The town of Imotski literally put its homophobia on display – painstakingly decorating the effigy, parading it through the streets, and then burning it.
The effigy bore the faces of two men kissing, wrapped in a rainbow scarf and depicted holding a doll, symbolising a child.
Effigies at the traditional carnival events in Croatia commonly draw on news stories and public events, and the doll bore the face of left-wing Social Democratic Party MP Nenad Stazić, who recently made news in the country by saying same-sex couples should be permitted to foster children.
The crowd, which included very young children in fancy dress, cheered and danced to music as the effigy burned.
An announcer told the braying crowds: “My head is spinning from this culture of death… This year, let’s set this grotesque family with baby Nenad Stazić on fire!”
Carnival organisers say Croatia is a conservative society.
The festival organisers told the Slobodna Dalmacija newspaper: “We are a conservative society, and follow tradition. Give a child to a mother, as the saying goes. We think it’s the right thing to do.”
Croatia officially bans discrimination on the grounds of sexual orientation and gender identity, but gay couples are only able to enter civil partnerships that grant them limited rights.

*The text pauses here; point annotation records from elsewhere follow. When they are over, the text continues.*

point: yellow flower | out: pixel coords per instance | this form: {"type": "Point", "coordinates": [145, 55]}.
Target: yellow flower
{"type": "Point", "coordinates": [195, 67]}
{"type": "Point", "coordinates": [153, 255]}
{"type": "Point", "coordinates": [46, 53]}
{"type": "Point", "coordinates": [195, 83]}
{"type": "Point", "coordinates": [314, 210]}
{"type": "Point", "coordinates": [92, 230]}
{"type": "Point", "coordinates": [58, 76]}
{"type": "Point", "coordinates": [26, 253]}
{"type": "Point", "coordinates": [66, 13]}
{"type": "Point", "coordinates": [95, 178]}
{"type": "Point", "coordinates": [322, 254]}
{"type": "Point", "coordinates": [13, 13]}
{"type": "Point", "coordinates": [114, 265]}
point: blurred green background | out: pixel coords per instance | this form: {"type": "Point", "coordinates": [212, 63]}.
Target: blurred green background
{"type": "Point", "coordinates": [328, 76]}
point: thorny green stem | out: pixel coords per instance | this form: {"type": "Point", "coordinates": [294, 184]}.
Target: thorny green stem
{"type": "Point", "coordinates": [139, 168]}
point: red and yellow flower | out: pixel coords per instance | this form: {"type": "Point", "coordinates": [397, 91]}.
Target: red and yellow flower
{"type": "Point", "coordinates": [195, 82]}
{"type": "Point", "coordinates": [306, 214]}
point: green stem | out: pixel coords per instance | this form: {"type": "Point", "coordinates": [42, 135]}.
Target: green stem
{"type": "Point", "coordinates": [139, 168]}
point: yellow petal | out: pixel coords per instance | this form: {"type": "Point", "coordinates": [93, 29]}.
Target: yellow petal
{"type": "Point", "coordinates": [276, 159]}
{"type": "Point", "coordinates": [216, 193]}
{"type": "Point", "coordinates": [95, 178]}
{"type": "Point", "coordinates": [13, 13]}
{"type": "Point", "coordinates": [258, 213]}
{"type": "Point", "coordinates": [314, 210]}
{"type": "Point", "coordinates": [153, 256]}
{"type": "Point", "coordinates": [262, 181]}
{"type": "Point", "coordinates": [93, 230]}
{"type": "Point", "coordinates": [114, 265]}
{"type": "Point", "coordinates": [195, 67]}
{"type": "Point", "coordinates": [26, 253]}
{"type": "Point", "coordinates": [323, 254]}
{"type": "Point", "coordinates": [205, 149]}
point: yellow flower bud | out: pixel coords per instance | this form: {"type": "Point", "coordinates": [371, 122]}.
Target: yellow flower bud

The country imposed a constitutional ban on same-sex marriage via a referendum in 2013, with 66 per cent of voters backing the measure after an intense anti-gay lobbying campaign supported by the Catholic church.
The latest overt display of homophobia has been condemned by Croatian LGBT+ campaigners, who say they will file a criminal complaint for public incitement to violence and hatred.
Daniel Martinović, coordinator at the Croatia’s Rainbow Family Association, said of the effigy burning: “The frightening scenes from Imotski cannot be justified by carnival customs. It must be roundly condemned.
“What kind of message is being sent to our children, who are growing up in Croatia with their lesbian mothers or gay fathers?
“Burning a gay couple, and even worse, a child, directly calls for hatred against groups that are frequently discriminated against in society.”
Martinović added: “Such an act is an unacceptable incitement to hatred, discrimination and violence, and spreads the hostile environment towards both rainbow families and to children in the foster care system.”
The campaigner pointed out that the latest display comes two years after another traditional carnival burned an LGBT+ themed picture book, which – like Nenad Stazić’s comments – had sparked a ‘moral panic’ and spread like wildfire on social media in the country.
Croatian president: ‘Hatred and intolerance are not our values.’
Croatian president Zoran Milanović also condemned the effigy-burning.
He said in a Facebook post: “The symbolic burning of the same-sex couple with a child in Imotski is inhumane, unpleasant and totally unacceptable under the cover of the carnival celebrations.”
Milanovićadded: “Hatred for others, intolerance and inhumanity are not and will never be a Croatian tradition.
“I will be monitoring the response of our public institutions, especially since [the burning] was watched by many children who witnessed the spread of hate and incitement to violence.”